3. Based solely on the Organizational Documents, the Authorizing Resolutions and the Officer’s Certificate, the Securities and the Supplemental Indenture have been duly executed and delivered by the Company and have been duly authorized by all requisite corporate action on the part of the Company.

In addition to the assumptions, comments, qualifications, limitations and exceptions set forth above, the opinions set forth herein are further limited by, subject to and based upon the following assumptions, comments, qualifications, limitations and exceptions:

(A) We assume, if and to the extent relevant to our opinions, that, and our opinions do not address whether, any agreement, document, or instrument, the terms thereof, or any party’s (including the Company’s) obligations thereunder are legal, valid, binding, and/or enforceable.

(B) We express no opinion as to any party other than the Company.

(C) Our opinions are limited to the laws of the State of Missouri, and we express no opinion with respect to the laws of any other jurisdiction or as to any matters of county, municipal, city, township, or other local laws or the laws of any local agencies within any state (including, without limitation, the State of Missouri). We express no opinion as to any provisions purporting to indicate the state in which a document was executed. Our opinions do not relate to any statutes, rules, or regulations of the State of Missouri other than the Missouri statutes, rules and regulations that, in our experience, are normally applicable to transactions of the type referred to in the Shelf Registration Statement and to corporations doing business in the State of Missouri similar to that of the Company. To the extent that any matter as to which our opinion is expressed herein would be governed by the laws of any jurisdiction other than the State of Missouri, we do not express any opinion on such matter. The opinions expressed herein are subject to the effect of any judicial decision which may permit the introduction of parol evidence to modify the terms or the interpretation of agreements.

(D) We express no opinion as to whether the Company’s directors or officers have complied with their fiduciary duties in connection with their approval of the Indenture and the transactions contemplated thereby.

(E) We express no opinion regarding any certificate, document, or agreement necessary to complete the transactions contemplated by the Registration Statement, whether or not incorporated by reference therein or attached thereto.
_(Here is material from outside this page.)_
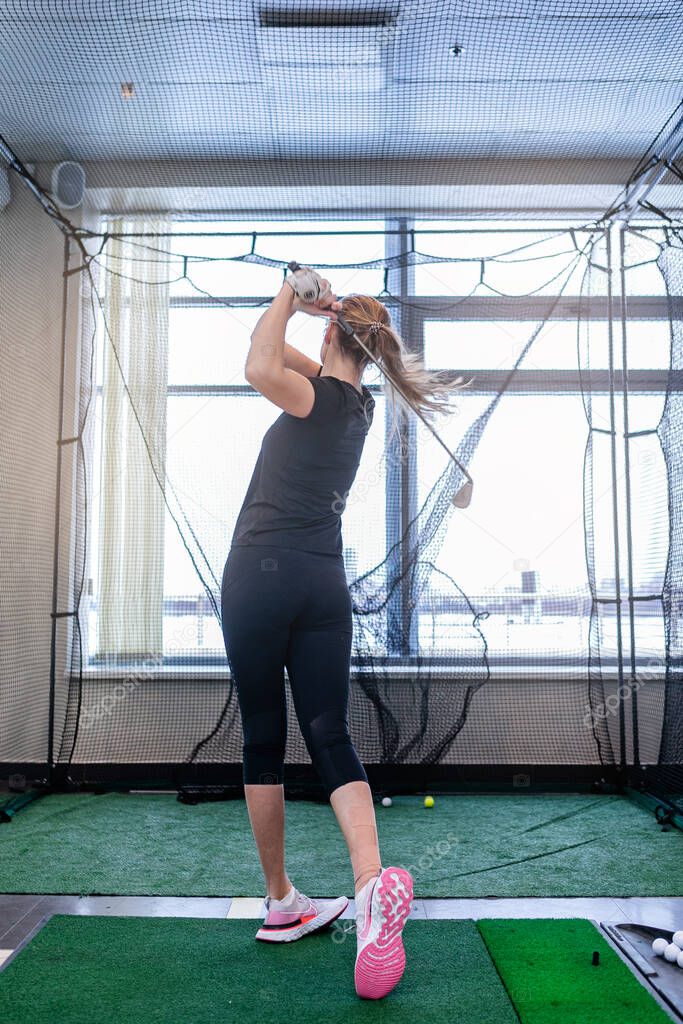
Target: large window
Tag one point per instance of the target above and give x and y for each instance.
(519, 550)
(F) We do not express any opinion with respect to any law, rule or regulation that is applicable to any party to any document or the transactions contemplated thereby solely because such law, rule or regulation is part of a regulatory regime applicable to any such party or any of its affiliates as a result of the specific assets or business operations of such party or such affiliates.
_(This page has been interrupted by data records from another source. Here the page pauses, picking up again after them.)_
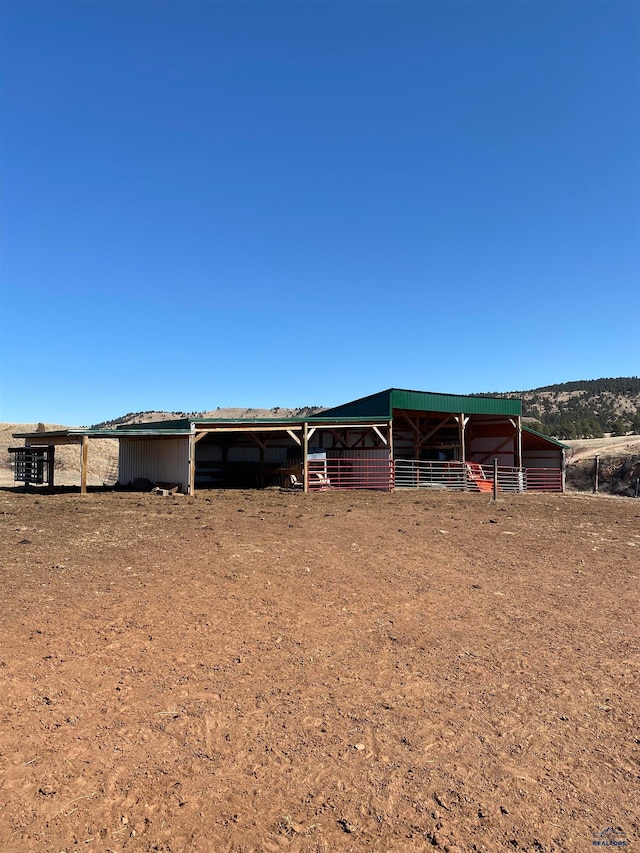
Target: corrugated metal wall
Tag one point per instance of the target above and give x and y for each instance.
(164, 460)
(483, 450)
(550, 458)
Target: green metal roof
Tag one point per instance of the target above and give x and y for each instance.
(381, 405)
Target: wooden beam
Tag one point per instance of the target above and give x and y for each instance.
(294, 437)
(84, 459)
(382, 438)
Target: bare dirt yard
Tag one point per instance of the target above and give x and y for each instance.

(G) We express no opinion as to any financial matters or the financial condition of the Company or any other party. We express no opinion as to the effect of or compliance with any federal or state securities laws and “Blue Sky” laws.

 

ARMSTRONG TEASDALE LLP


Reinsurance Group of America, Incorporated

March 3, 2026

Page 4

 

The opinions expressed herein are given only as of the date of this opinion letter. We do not assume responsibility for updating this opinion letter as of any date subsequent to the date of this opinion letter, and assume no responsibility for advising you of (i) any changes with respect to any matters described in this opinion letter or (ii) the discovery subsequent to the date of this opinion letter of factual information not previously known to us pertaining to the events occurring prior to the date of this opinion letter.
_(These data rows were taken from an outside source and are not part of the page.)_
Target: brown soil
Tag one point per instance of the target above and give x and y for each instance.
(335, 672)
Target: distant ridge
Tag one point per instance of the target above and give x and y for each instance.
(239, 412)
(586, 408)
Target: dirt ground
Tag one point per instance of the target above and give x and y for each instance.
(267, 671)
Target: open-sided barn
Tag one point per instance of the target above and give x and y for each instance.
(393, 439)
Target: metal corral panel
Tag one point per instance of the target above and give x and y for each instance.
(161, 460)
Our advice on each legal issue addressed in this opinion letter represents our opinion as to how that issue would be resolved were it to be considered by the highest court of the jurisdiction upon whose law our opinion on that issue is based. The manner in which any particular issue would be treated in any actual court case would depend in part on facts and circumstances particular to the case, and this opinion letter is not intended to guarantee the transactions contemplated in the Indentures or the outcome of any legal dispute which may arise in the future.

Our opinion is limited to the matters stated herein, and no opinion is implied or may be inferred beyond the matters expressly stated herein.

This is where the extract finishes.